The begin_forward() method should be called before any forward() or forward_return_lse() calls, auxiliary data structures will be created during this call and cached for multiple forward calls.

The num_qo_heads must be a multiple of num_kv_heads. If num_qo_heads is not equal to num_kv_heads, the function will use grouped query attention.

end_forward()#

Clear the auxiliary data structures created by begin_forward().

forward(q: torch.Tensor, k_shared: torch.Tensor, v_shared: torch.Tensor, unique_kv_data: torch.Tensor, causal: bool = True, allow_fp16_qk_reduction: bool = False, sm_scale: float | None = None, rope_scale: float | None = None, rope_theta: float | None = None)#

Compute batch prefill/append attention between query and shared-prefix paged kv-cache.

Parameters:
  • q (torch.Tensor) – The query tensor, shape: [qo_indptr[-1], num_qo_heads, head_dim].

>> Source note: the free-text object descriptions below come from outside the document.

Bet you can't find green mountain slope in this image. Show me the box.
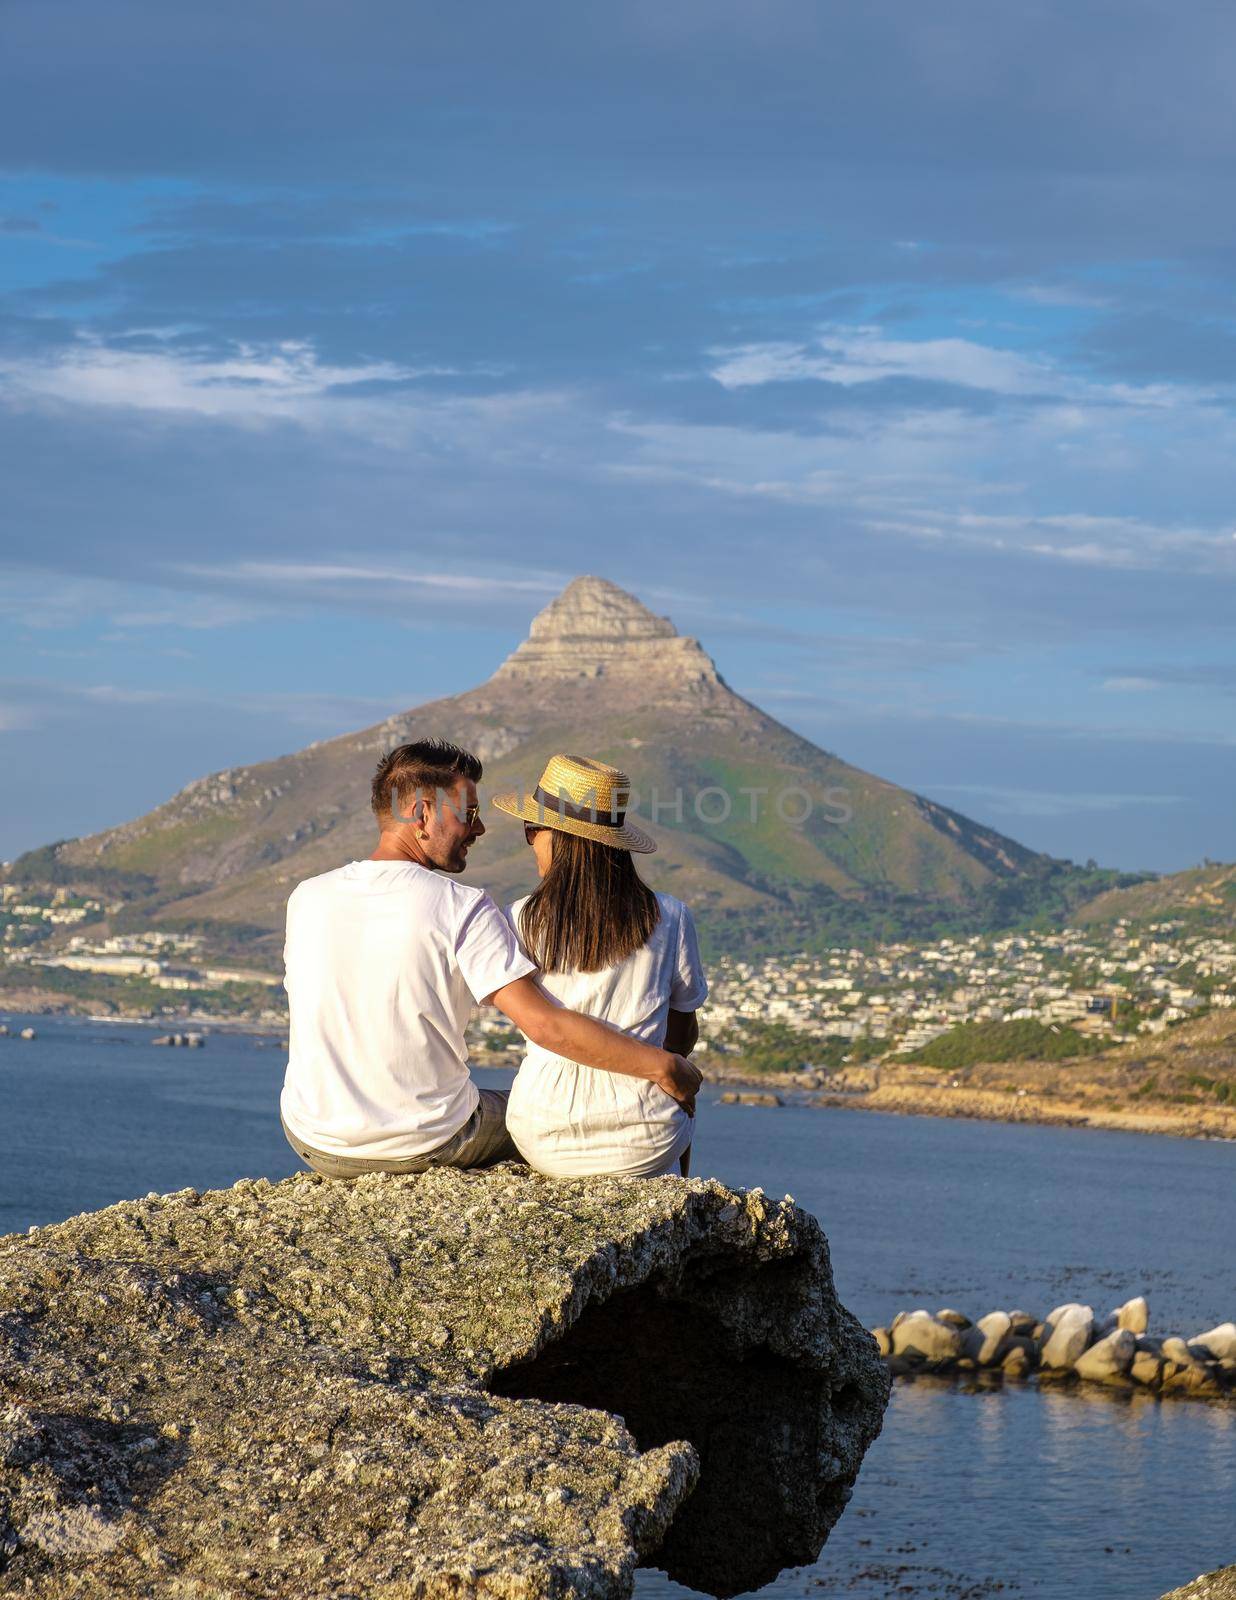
[6,577,1138,958]
[1068,861,1236,934]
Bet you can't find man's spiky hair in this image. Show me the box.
[371,739,483,823]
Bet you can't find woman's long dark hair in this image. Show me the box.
[518,829,660,974]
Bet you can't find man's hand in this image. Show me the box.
[655,1051,702,1116]
[492,976,705,1105]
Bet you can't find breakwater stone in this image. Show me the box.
[0,1168,888,1599]
[870,1295,1236,1401]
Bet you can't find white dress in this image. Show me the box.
[503,891,708,1178]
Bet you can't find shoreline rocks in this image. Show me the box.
[1159,1566,1236,1599]
[871,1295,1236,1401]
[0,1169,888,1599]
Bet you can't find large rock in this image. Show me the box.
[1115,1296,1149,1334]
[971,1311,1013,1366]
[1159,1565,1236,1598]
[1072,1328,1136,1383]
[1041,1304,1095,1369]
[890,1311,963,1366]
[1190,1323,1236,1363]
[1131,1350,1165,1387]
[0,1169,888,1600]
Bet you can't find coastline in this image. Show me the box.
[702,1009,1236,1142]
[807,1082,1236,1142]
[704,1067,1236,1141]
[8,996,1236,1142]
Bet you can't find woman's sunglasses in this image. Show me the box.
[523,823,545,845]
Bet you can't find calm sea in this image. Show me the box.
[2,1013,1232,1600]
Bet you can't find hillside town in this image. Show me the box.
[0,884,285,1021]
[4,881,1233,1062]
[699,919,1236,1059]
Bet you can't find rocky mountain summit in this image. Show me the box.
[489,577,725,705]
[0,1168,888,1599]
[9,574,1133,959]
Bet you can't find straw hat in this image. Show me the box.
[491,753,656,853]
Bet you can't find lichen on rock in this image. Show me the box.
[1159,1566,1236,1599]
[0,1168,888,1599]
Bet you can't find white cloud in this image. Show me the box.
[0,337,409,418]
[5,676,397,728]
[709,326,1061,397]
[866,510,1236,574]
[1100,676,1163,692]
[608,388,1236,578]
[80,684,182,705]
[107,600,267,630]
[707,321,1217,411]
[0,335,553,448]
[6,323,1236,594]
[174,561,570,602]
[1011,284,1115,310]
[0,571,270,633]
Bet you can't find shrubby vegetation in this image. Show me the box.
[902,1017,1107,1069]
[3,845,156,897]
[695,861,1153,961]
[711,1018,885,1077]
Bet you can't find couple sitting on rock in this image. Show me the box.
[279,739,706,1182]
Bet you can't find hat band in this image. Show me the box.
[533,784,626,828]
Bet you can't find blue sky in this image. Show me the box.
[1,0,1233,873]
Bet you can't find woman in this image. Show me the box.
[491,753,707,1178]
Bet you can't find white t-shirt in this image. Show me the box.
[504,891,708,1178]
[280,860,536,1158]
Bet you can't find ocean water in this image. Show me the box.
[2,1013,1232,1599]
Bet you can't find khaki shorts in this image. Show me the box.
[281,1088,519,1179]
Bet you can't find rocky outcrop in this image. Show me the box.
[1159,1566,1236,1599]
[0,1169,888,1599]
[489,576,726,701]
[871,1296,1236,1400]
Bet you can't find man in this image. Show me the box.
[280,738,701,1178]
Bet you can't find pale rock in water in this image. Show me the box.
[1115,1295,1150,1334]
[1041,1304,1095,1369]
[890,1312,963,1365]
[1190,1323,1236,1363]
[1131,1350,1165,1387]
[1162,1335,1201,1368]
[1072,1329,1136,1383]
[972,1311,1013,1366]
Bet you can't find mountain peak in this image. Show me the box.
[489,575,725,699]
[528,575,679,644]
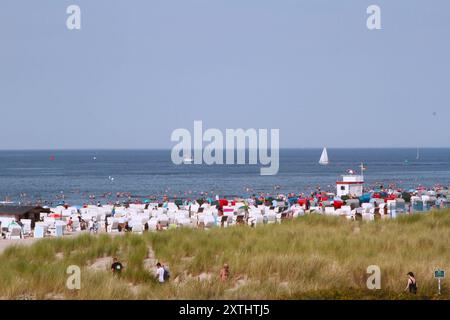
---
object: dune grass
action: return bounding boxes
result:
[1,209,450,300]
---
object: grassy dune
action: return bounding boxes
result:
[1,209,450,300]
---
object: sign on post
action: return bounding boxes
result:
[434,269,445,295]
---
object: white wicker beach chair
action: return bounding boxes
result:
[266,211,277,224]
[147,218,158,231]
[132,223,143,234]
[108,220,120,233]
[203,215,216,228]
[8,227,22,240]
[20,219,32,236]
[157,214,169,227]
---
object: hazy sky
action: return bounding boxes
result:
[0,0,449,149]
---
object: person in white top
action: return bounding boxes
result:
[156,262,165,283]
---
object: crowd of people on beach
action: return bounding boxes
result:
[2,182,449,241]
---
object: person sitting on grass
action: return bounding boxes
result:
[404,272,417,294]
[219,263,230,281]
[111,258,123,275]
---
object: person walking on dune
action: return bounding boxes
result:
[219,263,230,281]
[156,262,165,283]
[404,272,417,294]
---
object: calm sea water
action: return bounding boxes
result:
[0,149,449,205]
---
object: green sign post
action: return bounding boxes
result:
[434,269,445,295]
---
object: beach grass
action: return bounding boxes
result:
[1,208,450,300]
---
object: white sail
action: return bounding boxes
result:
[319,147,329,165]
[416,147,420,160]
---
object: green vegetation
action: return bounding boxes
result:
[1,209,450,300]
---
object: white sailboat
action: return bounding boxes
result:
[319,147,329,165]
[416,147,420,160]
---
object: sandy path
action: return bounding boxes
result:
[0,237,39,254]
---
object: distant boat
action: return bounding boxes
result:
[93,156,97,161]
[416,148,420,160]
[319,148,329,165]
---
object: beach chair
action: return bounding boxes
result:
[147,218,158,231]
[157,214,169,228]
[54,224,65,237]
[7,227,22,240]
[108,220,120,233]
[248,214,263,227]
[20,219,32,236]
[190,204,199,213]
[361,203,373,213]
[177,217,193,228]
[203,215,216,228]
[362,213,374,221]
[340,206,352,216]
[266,212,277,224]
[132,223,144,234]
[33,225,45,238]
[71,219,80,232]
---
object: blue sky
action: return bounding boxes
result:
[0,0,449,149]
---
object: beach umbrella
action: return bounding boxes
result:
[333,200,343,209]
[359,193,371,203]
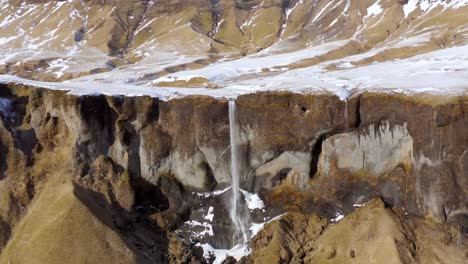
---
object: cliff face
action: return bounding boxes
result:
[0,0,467,263]
[0,81,466,263]
[315,93,468,222]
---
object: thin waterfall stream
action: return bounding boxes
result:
[344,99,349,129]
[228,100,249,246]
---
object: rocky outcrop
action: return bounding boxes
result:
[235,92,357,192]
[241,212,328,264]
[0,83,359,191]
[243,199,467,264]
[0,176,145,264]
[0,82,466,262]
[313,93,468,223]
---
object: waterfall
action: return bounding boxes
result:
[228,100,248,245]
[344,99,349,129]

  • k_shared (torch.Tensor) – The shared prefix key tensor, shape: [shared_prefix_len, num_kv_heads, head_dim] if kv_layout is NHD, or [num_kv_heads, shared_prefix_len, head_dim] if kv_layout is HND.

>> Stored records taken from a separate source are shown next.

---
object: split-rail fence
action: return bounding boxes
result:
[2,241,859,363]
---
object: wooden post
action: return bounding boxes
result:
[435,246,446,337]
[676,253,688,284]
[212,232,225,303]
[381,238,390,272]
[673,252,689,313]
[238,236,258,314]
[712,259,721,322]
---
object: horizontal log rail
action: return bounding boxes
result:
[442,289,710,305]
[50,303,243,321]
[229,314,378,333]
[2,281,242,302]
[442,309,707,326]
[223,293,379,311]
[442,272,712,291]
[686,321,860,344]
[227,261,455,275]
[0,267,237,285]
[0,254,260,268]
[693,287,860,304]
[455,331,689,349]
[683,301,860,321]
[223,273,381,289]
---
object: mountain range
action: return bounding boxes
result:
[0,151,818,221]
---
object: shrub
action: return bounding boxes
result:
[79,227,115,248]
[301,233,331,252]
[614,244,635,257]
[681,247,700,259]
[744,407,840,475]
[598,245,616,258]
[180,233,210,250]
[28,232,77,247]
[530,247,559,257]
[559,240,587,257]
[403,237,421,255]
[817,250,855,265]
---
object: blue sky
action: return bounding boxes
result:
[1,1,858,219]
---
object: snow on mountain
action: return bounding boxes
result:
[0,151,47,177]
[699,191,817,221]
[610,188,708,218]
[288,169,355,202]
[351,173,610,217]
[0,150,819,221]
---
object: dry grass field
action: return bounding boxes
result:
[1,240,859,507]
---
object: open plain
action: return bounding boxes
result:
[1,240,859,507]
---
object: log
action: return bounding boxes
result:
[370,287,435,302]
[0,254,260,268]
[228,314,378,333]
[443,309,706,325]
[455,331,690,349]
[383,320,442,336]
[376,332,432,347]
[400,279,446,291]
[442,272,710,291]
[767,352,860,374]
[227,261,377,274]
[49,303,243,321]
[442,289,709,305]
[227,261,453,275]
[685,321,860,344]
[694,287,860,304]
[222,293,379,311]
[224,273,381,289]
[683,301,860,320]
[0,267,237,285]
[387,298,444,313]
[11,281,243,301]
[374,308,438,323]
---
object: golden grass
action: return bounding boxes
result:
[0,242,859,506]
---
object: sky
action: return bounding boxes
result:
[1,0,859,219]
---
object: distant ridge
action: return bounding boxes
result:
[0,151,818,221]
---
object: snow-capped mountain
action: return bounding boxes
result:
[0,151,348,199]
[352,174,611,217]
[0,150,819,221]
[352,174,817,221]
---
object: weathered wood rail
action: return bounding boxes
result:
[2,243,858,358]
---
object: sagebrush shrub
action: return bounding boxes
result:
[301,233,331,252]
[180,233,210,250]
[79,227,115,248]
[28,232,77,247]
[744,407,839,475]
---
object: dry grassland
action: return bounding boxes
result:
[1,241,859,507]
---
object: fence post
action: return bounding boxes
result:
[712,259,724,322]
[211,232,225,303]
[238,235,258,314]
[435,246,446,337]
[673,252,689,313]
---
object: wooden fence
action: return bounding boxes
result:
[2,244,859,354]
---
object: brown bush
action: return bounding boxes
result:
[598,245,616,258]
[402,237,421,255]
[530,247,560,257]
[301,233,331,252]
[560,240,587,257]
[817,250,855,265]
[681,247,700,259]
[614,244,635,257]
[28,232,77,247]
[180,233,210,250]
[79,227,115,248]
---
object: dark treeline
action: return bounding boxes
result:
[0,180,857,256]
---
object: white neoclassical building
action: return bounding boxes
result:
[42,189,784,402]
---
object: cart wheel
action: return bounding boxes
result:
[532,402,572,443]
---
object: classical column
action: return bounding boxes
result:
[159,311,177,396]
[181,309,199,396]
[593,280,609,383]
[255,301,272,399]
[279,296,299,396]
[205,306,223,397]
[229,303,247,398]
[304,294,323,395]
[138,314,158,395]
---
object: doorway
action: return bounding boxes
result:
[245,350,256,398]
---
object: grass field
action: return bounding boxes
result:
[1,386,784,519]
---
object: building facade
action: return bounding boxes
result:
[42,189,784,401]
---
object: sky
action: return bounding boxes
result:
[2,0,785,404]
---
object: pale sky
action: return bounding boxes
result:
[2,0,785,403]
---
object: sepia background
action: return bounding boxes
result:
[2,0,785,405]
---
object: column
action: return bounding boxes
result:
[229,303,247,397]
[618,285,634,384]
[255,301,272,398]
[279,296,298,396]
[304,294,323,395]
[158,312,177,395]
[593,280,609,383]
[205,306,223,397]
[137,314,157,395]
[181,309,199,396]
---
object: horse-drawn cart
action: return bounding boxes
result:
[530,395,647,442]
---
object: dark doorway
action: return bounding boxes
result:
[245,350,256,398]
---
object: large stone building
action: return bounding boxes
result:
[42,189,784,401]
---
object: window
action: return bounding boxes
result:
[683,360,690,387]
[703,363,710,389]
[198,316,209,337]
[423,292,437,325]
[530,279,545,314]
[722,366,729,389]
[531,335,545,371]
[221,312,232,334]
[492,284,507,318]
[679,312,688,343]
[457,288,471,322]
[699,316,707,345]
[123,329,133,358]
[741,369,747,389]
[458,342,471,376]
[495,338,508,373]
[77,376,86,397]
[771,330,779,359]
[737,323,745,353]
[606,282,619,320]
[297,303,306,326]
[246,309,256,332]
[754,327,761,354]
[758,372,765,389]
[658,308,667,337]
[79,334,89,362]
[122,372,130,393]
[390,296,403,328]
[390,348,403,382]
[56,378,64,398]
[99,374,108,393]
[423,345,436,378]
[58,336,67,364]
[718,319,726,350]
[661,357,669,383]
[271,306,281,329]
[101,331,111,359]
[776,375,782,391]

  • torch.Tensor (v_shared ;) – The shared prefix value tensor, shape: [shared_prefix_len, num_kv_heads, head_dim] if kv_layout is NHD, or [num_kv_heads, shared_prefix_len, head_dim] if kv_layout is HND.

  • unique_kv_data (torch.Tensor) – A 5-D tensor of paged kv-cache data storing the request-independent suffix key and value tensors, shape: [max_num_pages, 2, page_size, num_kv_heads, head_dim] if kv_layout is NHD, or [max_num_pages, 2, page_size, num_kv_heads, head_dim] if kv_layout is HND.

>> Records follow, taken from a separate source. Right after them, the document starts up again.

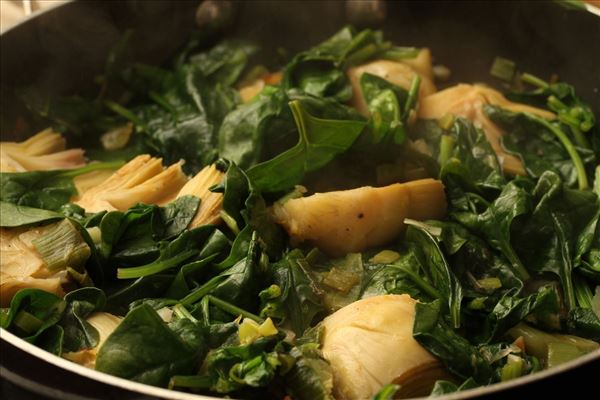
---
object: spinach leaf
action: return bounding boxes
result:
[0,161,122,211]
[59,287,106,352]
[513,171,600,310]
[268,250,326,336]
[412,300,492,383]
[117,226,215,279]
[283,27,391,100]
[567,307,600,341]
[507,75,595,146]
[194,336,280,393]
[284,344,334,400]
[442,118,505,192]
[181,232,267,311]
[96,304,205,387]
[429,221,523,311]
[219,87,365,171]
[247,100,366,192]
[157,195,201,239]
[484,105,593,190]
[361,251,438,303]
[482,286,559,342]
[218,86,296,169]
[405,224,463,328]
[451,180,532,281]
[0,202,62,227]
[1,289,66,344]
[359,73,409,144]
[188,40,258,86]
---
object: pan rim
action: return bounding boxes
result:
[2,327,600,400]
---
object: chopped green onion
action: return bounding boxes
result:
[219,210,240,235]
[500,355,524,381]
[520,72,549,89]
[477,277,502,291]
[490,57,516,82]
[13,310,43,335]
[437,113,455,130]
[168,375,212,390]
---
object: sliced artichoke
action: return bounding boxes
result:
[0,128,85,172]
[176,163,225,228]
[74,155,188,212]
[321,294,450,400]
[272,179,446,256]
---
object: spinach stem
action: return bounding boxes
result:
[391,263,441,299]
[520,73,549,89]
[117,250,197,279]
[438,134,456,166]
[173,303,198,323]
[502,244,530,281]
[528,113,589,190]
[404,75,422,116]
[206,295,263,323]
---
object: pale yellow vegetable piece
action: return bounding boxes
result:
[0,226,71,307]
[321,294,449,400]
[347,49,437,116]
[74,155,187,212]
[419,84,555,176]
[0,128,85,172]
[238,71,283,103]
[176,163,225,228]
[238,317,278,345]
[62,312,123,368]
[272,178,446,256]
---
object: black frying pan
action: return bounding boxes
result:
[1,1,599,399]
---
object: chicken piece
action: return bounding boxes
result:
[419,84,555,176]
[0,226,70,306]
[74,155,188,212]
[176,163,225,228]
[347,49,437,116]
[62,312,123,368]
[272,179,446,256]
[321,294,450,400]
[0,128,86,172]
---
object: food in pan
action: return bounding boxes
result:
[1,26,599,399]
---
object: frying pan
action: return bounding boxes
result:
[1,1,599,399]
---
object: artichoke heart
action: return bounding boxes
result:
[347,49,437,116]
[176,163,225,228]
[0,128,86,173]
[418,84,555,175]
[321,294,450,400]
[272,179,446,256]
[74,155,188,212]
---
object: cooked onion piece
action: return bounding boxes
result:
[418,84,555,175]
[272,178,446,256]
[321,294,450,400]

  • causal (bool) – Whether to apply causal mask on the attention matrix.

  • allow_fp16_qk_reduction (bool) – Whether to use f16 for qk reduction (faster at the cost of slight precision loss).

  • sm_scale (Optional[float]) – The scale of softmax, if not provided, will be set to 1 / sqrt(head_dim).

  • rope_scale (Optional[float]) – The scale used in RoPE interpolation, if not provided, will be set to 1.0.

  • rope_theta (Optional[float]) – The theta used in RoPE, if not provided, will be set to 1e4.

Returns:

V – The attention output, shape: [qo_indptr[-1], num_heads, head_dim].

Return type:

torch.Tensor

reset_workspace_buffer(new_workspace_buffer: torch.Tensor)#

Reset the workspace buffer.

Parameters:

new_workspace_buffer (torch.Tensor) – The new workspace buffer, the device of the new workspace buffer should be the same as the device of the input tensors.